For an online calculator: Don-Nan Sucker Rod Pump Production Calculator (bpd)

Production at 100% is theoretical. 80% is a more realistic production calculation.

==Hybrid Gas Lift and Rod Pump==
A new technology has recently been developed which combines gas lift with a rod pump, dedicating two separate tubing strings in the wellbore for each lift method. This technique is designed specifically to artificially lift the unique geometry of horizontal/deviated wells and also vertical wells that have deep or very long perforated intervals, or have too high of a gas liquid ratio (GLR) for conventional artificial lift methods. In this design, the rod pump is placed in the vertical portion of the well above the deviated or perforated interval, while relatively low pressure-low volume gas is used to lift reservoir liquids from the deviated or extended perforated interval to above the rod pump. Once the liquids are raised above the pump, they become trapped above a packer and then enter the pump chamber where they are transported to the surface.

This design overcomes high maintenance costs, gas interference issues, and depth limitations of installing conventional pumping systems into the deviated or extended perforated intervals and also overcomes the significant back pressure exerted on the reservoir by conventional gas lift.

===PCP===

Progressing Cavity Pumps (PCP) are also widely applied in the oil industry. The PCP consists of a stator and a rotor. The rotor is rotated using either a top side motor or a bottom hole motor. The rotation-created sequential cavities and the produced fluids are pushed to the surface.
The PCP is a flexible system with a wide range of applications in terms of rate (up to 5000 oilbbl/d and depth 6,000 ft). They offer outstanding resistance to abrasives and solids but they are restricted to setting depths and temperatures. Some components of the produced fluids like aromatics can also deteriorate the stator's elastomer.

==Rodless Pumping==

These can be either hydraulic or electric submersible. The hydraulic uses high pressure power fluid to operate down hole fluid engine. The engine in turn drives a piston that moves the fluid to the surface. The power fluid system can be either open or closed, it depends on whether the power fluid can be mixed with well fluid. This type of system usually has above ground power fluid pumps and a reservoir. The electric submersible is another type of rodless pumping system. This uses an electric pump submerged in the well and connected to a series of transformers and control equipment that power and control the pumping rate. In this system the electric motor is isolated from the oil by a protector.
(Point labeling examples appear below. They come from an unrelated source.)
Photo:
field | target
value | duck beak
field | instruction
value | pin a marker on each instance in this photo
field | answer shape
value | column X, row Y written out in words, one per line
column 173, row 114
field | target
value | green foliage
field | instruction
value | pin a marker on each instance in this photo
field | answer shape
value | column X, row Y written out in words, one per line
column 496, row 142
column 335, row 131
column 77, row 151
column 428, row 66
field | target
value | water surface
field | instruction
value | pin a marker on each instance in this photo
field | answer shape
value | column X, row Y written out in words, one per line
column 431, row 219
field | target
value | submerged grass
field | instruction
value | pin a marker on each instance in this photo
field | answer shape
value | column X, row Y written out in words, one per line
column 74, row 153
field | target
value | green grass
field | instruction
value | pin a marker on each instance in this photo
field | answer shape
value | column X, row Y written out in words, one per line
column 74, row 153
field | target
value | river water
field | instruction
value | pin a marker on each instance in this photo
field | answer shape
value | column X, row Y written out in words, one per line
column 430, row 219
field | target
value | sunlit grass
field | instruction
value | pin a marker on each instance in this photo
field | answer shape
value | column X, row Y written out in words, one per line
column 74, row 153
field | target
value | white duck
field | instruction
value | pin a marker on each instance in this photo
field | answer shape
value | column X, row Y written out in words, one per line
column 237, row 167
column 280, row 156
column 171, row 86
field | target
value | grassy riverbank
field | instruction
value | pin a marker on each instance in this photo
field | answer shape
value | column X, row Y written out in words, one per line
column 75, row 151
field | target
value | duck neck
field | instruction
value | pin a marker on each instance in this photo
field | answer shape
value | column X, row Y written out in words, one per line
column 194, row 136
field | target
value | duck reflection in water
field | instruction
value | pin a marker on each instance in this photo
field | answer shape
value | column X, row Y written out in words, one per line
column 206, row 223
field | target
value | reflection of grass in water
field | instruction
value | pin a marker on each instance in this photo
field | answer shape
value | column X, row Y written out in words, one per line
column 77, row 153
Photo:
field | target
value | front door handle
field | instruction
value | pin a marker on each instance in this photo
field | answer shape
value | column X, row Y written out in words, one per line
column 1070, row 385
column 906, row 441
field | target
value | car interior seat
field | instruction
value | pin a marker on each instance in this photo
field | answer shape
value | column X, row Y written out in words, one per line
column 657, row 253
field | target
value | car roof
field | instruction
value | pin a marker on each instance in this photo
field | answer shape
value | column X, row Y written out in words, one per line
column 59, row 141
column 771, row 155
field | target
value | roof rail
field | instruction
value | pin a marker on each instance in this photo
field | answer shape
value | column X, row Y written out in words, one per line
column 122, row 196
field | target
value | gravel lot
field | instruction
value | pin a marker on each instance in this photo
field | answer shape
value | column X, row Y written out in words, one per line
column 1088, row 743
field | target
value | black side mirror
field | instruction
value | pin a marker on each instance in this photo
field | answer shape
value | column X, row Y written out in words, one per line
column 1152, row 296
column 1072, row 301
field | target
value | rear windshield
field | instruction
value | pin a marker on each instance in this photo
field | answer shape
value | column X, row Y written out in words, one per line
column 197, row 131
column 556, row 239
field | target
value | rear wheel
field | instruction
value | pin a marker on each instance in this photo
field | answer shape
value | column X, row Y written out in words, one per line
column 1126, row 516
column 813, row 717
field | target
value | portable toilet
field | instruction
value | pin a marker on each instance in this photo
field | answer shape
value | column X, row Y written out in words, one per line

The fluid intake which is before the pump mechanism has a gas separator, also the junction box on the surface helps to dissipate any gas that may have come up the power lines.

Essentially the rod and rodless pumping mechanisms help to achieve the fluid movement by reducing the bottom hole pressure by displacing the fluid above it all by mechanical means.
Another method is the plunger lift mechanism which utilizes the tubing string as the barrel. It uses gas to power a plunger.

There are several variations of these methods that can be used. They include; jet pumping involving a hydraulic pump and nozzle that transfers fluid momentum directly to the producing fluid or chamber lift which is a modified gas lift mechanism that has no back pressure. There are also modified rod pumping design units that use either a winch or pneumatic mechanism to work.

==Continuous Belt Transportation==

This method uses an oil absorbing continuous belt to transport heavy oil as an alternative to pumping. A single sided “O” shape belt driven by a Moebius surface unit cycles continuously to the underground unit, below the static level, capturing the oil and transporting up to the surface unit for collection. The oleophilic properties of the belt ensure that sand, paraffin, and most of the water are not captured.

Due to its relatively low rate of oil capture at below 130 barrels per day at a maximum depth of 4000 meters, and very low cost of operation, this method is used primarily in stripper, marginal, idle, and abandoned wells. The optimal oil composition for CBT are reservoirs with medium, heavy and very heavy oil, at a maximum temperature of 130 deg. Celsius. High-volume, light oil wells are not suitable for this method.